When I'm going for authentic, I only make stockpiles for what is needed. If I want to make granite bricks, I make a stockpile for granite stone only usually around the shop, I try to limit its size to 9-16 squares. If I change my mind and want diorite tables, well change the stockpile wants. I've also ran a group of four shops on 1 floor with a stair down to 4 3x3 stockpiles with each one a different desired material. It reduces the crap cluttering the stockpiles, and it keeps only what I can operate on right now near the shop. tie the stockpiles to the shop( I know many hate doing this ). Also stop stockpiling that which doesn't need a stockpile. Things you build into place are better left unstockpiled, such as furniture, trap components, mechanisms, bars, blocks, ammo, coins. If there ends up too much stuff in a shop it will slow the production down... which is a good thing, because if your not using the stuff then you don't need to be building it faster. Weapons, Armor, Tools, stepladders, mugs, etc things your characters walk around with and then drop where they are standing should have a stockpile... There's nothing like hearing that an artifact sword was dropped after the last battle, and some kobold, gnoll, kea picked it up and ran off with it. the only time I use furniture stockpiles is when I'm stockpiling sand bags, and when I'm moving the wagon gear at a new embark to get that anvil inside before a rhesus monkey steals it...damn monkeys.
the reason stockpiles suck fps. if there is an empty square, the game will seek items to TSK to put in the slot. If you make a 5x5 stockpile its going to TSK 25 items to move asap to that stockpile. each TSK is a job which is going to need a unit, you have 20 haulers, they are tested to see which is ready to work, then they go and do the work, they clutter the paths as they move that obsidian boulder from the mines to your stockpile. When I looked through your jobs you had 6 pages of haul item to stockpiles, approximately 240, inactive, looking for a unit. Every time a unit is free the game has to make a call on whether that unit can/will do any of those tasks in the job list. Each additional job adds one more routine to be run every tick looking for someone to do it. this is why sometimes nothing you want gets done, all the units are busy trying to do other jobs. multiply this a few hundred times, and stockpiles can add huge fps.... me I'd rather leave it all at the workshops, and on the ground where its found and send the dwarf that makes the item to go get it... saves having people hauling all together and keeps them available for actual work such as harvesting or moving refuse and food to stockpiles, which are 2 things you must accomplish fast to keep miasma and food waste issues down.

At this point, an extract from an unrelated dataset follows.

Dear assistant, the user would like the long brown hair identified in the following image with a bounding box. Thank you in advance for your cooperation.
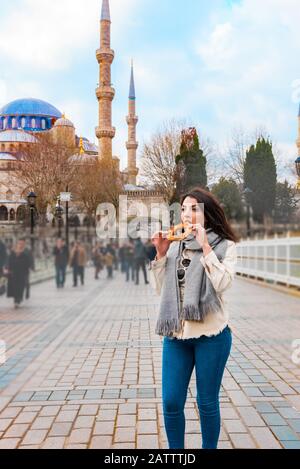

The only things I use minecarts for is to quantum stockpile, move large amounts of stone from a deep quarry to a fortress near the surface, and to move liquids(which MW has too many great ways to accomplish this so I don't use it in MW). The first one I understand you not liking, the second one, well its a hassle but if all of stone X you want is at say z -56 from your base well a 2 point route from the pickup point to the trackstop that dumps it is nice, setup a 3x3 stone stockpile set to the stone you want, lay down a spiral track and have a unit guide it from quarry to dump and push it so it spirals back to the pickup... the main thing is to avoid over usage of stockpiles and utilize them for only what you need to be stocked. Its okay to leave stuff where it sits until you need it.
duplicate workshops doesn't matter a whole lot, if you really need the things they are making.... I usually only have 1 to 2 of any workshop as I don't have a serious need for all the stuff.
stockpile settings should be intuitive, designed once, and good forever, or until you can no longer find the material to fill that stockpile..... I think that's everything you asked about.